The only real estate that made sense was the Livingston Bar and Grille, which had been purchased by Mike Art, and over which Edwards presided for a few years. But then it was sold to people who had no business owning a restaurant and under whose tenure it degenerated into a filthy, mouse-infested ptomaine emporium. Naturally, they put it up for sale, but at a price so absurd no one could buy it, as they would be hopelessly buried in debt from day one. In early 1995, I sat down with my friend and realtor Ernie Meador and tried to figure out the lowest offer the desperate owners would accept. All the serious buyers had come and gone, and no one had looked at it in two years. When we made our offer, they accepted it instantly like a trout inhaling a mayfly.

It took more than a few minutes for me to adjust to the fact I was now a restaurant owner. I had no culinary training. But what I did have was an abiding interest in fine cuisine aided and abetted by having eaten hundreds and hundreds of times in most of the best restaurants in America and quite a few in Europe as well. And I had watched and paid attention to how and why certain independently owned establishments flourished while others failed. A year before the restaurant opened, I hand-selected the whole waitstaff from among the best servers I knew from various places in the region. My good friend Peter Lewis, then owner of Campagne, the best restaurant in Seattle, offered to come and formally train them in American Bistro service, which he did.

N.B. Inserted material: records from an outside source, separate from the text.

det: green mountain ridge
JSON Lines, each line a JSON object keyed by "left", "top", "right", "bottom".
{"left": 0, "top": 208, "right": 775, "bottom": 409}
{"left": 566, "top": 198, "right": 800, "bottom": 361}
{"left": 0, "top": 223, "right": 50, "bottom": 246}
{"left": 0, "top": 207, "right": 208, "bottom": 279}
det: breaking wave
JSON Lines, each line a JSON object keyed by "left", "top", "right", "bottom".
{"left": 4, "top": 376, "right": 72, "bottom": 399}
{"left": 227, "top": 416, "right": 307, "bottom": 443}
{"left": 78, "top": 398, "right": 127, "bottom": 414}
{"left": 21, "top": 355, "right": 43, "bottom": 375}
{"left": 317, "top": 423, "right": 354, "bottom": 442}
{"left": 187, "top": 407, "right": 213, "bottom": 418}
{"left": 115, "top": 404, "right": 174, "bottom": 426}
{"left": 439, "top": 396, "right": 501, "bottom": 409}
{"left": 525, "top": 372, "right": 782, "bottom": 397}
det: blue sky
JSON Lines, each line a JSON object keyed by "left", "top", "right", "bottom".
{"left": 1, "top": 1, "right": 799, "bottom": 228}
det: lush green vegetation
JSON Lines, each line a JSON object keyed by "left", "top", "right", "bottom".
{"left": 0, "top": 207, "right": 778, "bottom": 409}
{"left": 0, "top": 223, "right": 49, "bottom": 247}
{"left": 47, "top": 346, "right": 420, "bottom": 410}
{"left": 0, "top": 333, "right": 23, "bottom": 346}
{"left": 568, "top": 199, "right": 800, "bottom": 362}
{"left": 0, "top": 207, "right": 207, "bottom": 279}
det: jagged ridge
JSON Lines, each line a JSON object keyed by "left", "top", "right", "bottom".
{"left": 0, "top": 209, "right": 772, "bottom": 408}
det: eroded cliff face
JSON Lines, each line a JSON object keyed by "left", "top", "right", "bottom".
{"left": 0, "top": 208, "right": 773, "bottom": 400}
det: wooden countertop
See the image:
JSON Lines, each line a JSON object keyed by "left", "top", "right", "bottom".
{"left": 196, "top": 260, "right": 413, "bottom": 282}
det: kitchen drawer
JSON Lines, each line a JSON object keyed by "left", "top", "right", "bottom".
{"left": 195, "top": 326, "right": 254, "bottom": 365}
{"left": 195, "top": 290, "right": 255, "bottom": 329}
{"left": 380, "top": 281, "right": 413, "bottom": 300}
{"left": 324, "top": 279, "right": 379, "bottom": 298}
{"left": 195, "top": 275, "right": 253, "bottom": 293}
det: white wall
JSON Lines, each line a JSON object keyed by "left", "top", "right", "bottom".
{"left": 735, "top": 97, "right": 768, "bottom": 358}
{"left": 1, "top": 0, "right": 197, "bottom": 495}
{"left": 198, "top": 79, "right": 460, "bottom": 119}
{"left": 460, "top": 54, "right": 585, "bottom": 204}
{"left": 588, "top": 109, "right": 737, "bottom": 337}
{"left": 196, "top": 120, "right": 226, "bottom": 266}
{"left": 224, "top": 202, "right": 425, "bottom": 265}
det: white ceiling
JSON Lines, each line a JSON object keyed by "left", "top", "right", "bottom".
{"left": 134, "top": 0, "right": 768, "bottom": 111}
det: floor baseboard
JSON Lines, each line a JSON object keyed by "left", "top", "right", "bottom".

But the kitchen remained a blank page. I placed ads in the various papers, asking for resums. The first one I got was from a girl named Carole Glaser in Minneapolis. It seemed her aunt who lived up on the Musselshell had seen the ad and forwarded it to her. She worked for the DAmico Brothers, with whom I was familiar because of personal business meetings in the Twin Cities. I liked Caroles credentials.

She wanted to work and live in Montana after having visited Chico Hot Springs a few years earlier. So I popped three one hundred dollar bills into an envelope and asked her to head West. As she tells it today, her friends warned her something must be fishy. Who sends someone they dont even know three hundred dollars in cash? Youd better be careful. Years later, Carole could reply, Russell Chatham, thats who. Then, there she was.

As I recall, I hired her about five minutes into the interview. Clearly, she was beautiful, smart, vivacious and competent. Any unprofessional notions I may have otherwise had toward her were completely kept at bay by the fact that I was bulletproof in love with someone who had me on a short leash, which kept my eyes focused straight ahead. The early years of the Bar and Grille, with respect to the kitchen, tended to be somewhat unpredictable. I was earning a Ph.D. in what-can-go-wrong-in-the-restaurant-business, but Carole was unflappable.